Developers want to build a 20-story apartment tower with a swimming pool, restaurants, plaza and fountain facing the renovated Hippodrome Theater as part of a $350 million revitalization of the west side of downtown.
The proposal by A & R Development Corp. and Southern Management Corp. would create shops and outdoor cafes where patrons could relax before and after shows at the vaudeville-era theater, which is slated to be renovated and reopened.
"Our vision is to extend the city's night life beyond the Inner Harbor and really enliven the west side of downtown," said Tony Rodgers, development manager for the Baltimore development firm.
The company was one of three submitting proposals for the block opposite the Hippodrome to the city's economic development arm, the Baltimore Development Corporation.
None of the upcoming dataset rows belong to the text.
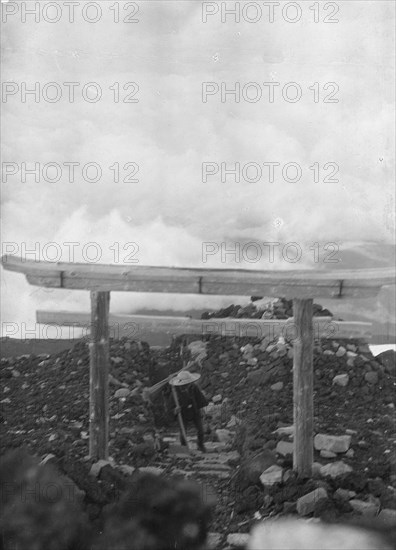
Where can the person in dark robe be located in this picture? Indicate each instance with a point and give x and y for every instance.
(191, 400)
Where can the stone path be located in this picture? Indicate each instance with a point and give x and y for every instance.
(216, 464)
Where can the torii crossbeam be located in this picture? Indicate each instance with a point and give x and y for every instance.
(301, 285)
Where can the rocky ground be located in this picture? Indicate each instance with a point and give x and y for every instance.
(247, 469)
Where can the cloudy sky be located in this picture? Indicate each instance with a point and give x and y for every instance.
(169, 53)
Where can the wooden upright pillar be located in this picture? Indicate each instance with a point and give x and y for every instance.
(99, 376)
(303, 388)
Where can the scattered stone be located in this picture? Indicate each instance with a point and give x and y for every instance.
(284, 430)
(368, 509)
(234, 421)
(213, 540)
(388, 516)
(48, 458)
(308, 503)
(341, 380)
(341, 351)
(333, 443)
(327, 454)
(344, 494)
(284, 448)
(271, 475)
(224, 436)
(97, 466)
(122, 393)
(351, 347)
(277, 387)
(152, 470)
(371, 377)
(335, 469)
(252, 468)
(289, 507)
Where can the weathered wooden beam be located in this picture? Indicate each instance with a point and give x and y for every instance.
(139, 326)
(303, 388)
(99, 376)
(232, 282)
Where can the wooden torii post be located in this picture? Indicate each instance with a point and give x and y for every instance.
(301, 285)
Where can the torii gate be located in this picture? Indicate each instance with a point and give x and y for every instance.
(300, 285)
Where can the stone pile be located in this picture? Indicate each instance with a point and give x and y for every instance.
(263, 308)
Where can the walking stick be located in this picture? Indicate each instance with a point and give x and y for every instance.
(179, 416)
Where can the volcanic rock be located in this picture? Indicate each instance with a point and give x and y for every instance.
(341, 379)
(365, 508)
(309, 502)
(271, 475)
(284, 448)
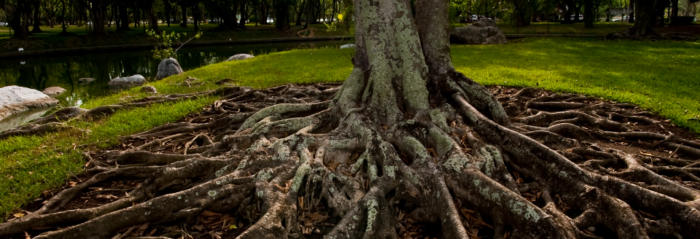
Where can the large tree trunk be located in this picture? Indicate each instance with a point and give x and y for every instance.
(405, 136)
(153, 24)
(17, 18)
(167, 7)
(123, 18)
(183, 6)
(299, 13)
(644, 18)
(37, 17)
(98, 13)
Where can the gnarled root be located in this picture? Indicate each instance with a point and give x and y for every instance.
(298, 169)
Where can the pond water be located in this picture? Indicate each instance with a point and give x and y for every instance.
(65, 70)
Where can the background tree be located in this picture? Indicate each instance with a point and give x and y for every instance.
(18, 13)
(36, 9)
(406, 135)
(282, 14)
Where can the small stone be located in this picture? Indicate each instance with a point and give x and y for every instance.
(149, 89)
(239, 57)
(127, 81)
(54, 91)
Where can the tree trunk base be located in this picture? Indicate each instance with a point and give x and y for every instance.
(282, 163)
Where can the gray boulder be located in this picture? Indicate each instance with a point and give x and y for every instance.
(239, 57)
(54, 91)
(16, 99)
(481, 32)
(149, 89)
(127, 81)
(168, 67)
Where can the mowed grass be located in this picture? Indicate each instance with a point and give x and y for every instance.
(660, 76)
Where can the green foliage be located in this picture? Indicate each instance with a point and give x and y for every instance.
(658, 76)
(334, 25)
(164, 49)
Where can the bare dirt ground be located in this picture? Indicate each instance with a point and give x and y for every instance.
(534, 112)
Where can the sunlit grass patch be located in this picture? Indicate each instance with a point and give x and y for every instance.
(659, 76)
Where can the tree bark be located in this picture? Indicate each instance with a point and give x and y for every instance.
(123, 18)
(167, 7)
(37, 17)
(183, 6)
(644, 14)
(405, 136)
(282, 14)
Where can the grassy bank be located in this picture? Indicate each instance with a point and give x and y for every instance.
(660, 76)
(49, 38)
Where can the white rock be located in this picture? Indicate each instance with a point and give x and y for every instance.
(240, 57)
(149, 89)
(168, 67)
(85, 80)
(127, 81)
(16, 99)
(481, 32)
(53, 91)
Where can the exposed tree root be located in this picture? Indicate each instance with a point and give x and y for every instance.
(294, 170)
(406, 146)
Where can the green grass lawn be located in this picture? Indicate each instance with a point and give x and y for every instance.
(49, 38)
(659, 76)
(599, 29)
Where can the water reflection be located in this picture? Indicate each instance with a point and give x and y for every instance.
(65, 71)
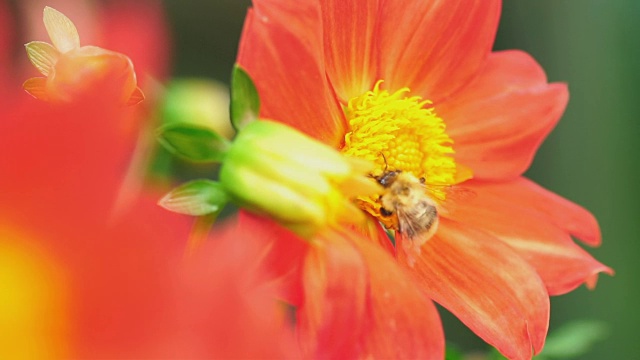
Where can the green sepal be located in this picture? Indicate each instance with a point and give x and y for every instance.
(197, 198)
(245, 102)
(193, 142)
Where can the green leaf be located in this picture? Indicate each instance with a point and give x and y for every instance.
(42, 55)
(245, 102)
(453, 353)
(193, 142)
(197, 198)
(574, 339)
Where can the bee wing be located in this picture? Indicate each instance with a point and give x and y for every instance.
(408, 223)
(418, 223)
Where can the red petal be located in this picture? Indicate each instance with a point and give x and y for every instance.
(137, 29)
(561, 263)
(435, 47)
(404, 323)
(499, 120)
(283, 255)
(487, 286)
(332, 316)
(349, 45)
(559, 211)
(281, 49)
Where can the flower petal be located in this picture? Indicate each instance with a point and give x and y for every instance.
(62, 32)
(349, 43)
(42, 55)
(435, 47)
(281, 50)
(561, 263)
(498, 122)
(36, 87)
(336, 287)
(564, 214)
(404, 323)
(487, 286)
(283, 256)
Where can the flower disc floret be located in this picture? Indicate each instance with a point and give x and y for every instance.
(399, 132)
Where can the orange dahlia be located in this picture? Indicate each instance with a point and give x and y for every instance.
(414, 87)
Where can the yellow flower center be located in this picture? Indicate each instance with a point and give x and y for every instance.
(403, 133)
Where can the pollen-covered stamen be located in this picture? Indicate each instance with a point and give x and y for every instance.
(399, 132)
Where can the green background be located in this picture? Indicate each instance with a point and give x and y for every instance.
(590, 158)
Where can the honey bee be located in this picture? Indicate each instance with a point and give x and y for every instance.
(417, 213)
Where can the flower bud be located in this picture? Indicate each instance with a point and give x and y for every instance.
(305, 185)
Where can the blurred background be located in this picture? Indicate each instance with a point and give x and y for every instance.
(590, 158)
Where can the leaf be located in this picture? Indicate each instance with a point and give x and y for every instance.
(245, 102)
(197, 198)
(42, 55)
(61, 30)
(193, 142)
(574, 339)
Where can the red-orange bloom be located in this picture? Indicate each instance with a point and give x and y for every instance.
(414, 87)
(80, 280)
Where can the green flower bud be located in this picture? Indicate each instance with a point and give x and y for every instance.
(275, 170)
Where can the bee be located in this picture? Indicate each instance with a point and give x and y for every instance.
(417, 213)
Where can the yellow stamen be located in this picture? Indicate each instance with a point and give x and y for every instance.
(399, 132)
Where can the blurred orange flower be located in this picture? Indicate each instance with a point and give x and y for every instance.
(414, 87)
(72, 71)
(80, 280)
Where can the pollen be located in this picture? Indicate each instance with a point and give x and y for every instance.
(399, 132)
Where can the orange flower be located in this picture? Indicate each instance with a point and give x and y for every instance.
(82, 281)
(414, 87)
(72, 71)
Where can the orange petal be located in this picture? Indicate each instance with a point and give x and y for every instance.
(36, 87)
(561, 263)
(283, 256)
(61, 30)
(564, 214)
(349, 29)
(498, 122)
(487, 286)
(281, 49)
(404, 323)
(136, 97)
(336, 288)
(42, 55)
(139, 30)
(435, 47)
The BDC plans to study the proposals, select one by November and create a site for the project by purchasing 25 buildings in a one-block square bounded by Baltimore, Howard, Eutaw and Fayette streets, according to development officials.
This block is considered crucial to the city's planned redevelopment of an 18-block area surrounding the struggling Howard Street retail corridor.
Tyler Gearhart, director of Preservation Maryland, said he's glad the A & R Development proposal would save many of the historically significant buildings on the block, including the Paramount Hotel and the Equitable Life Society Building.
But Gearhart added that the project would still require the demolition of a row of stores along Eutaw Street, including Sunny's Surplus. And he said he's concerned that the height of the 250-foot tower could overshadow smaller buildings in the neighborhood.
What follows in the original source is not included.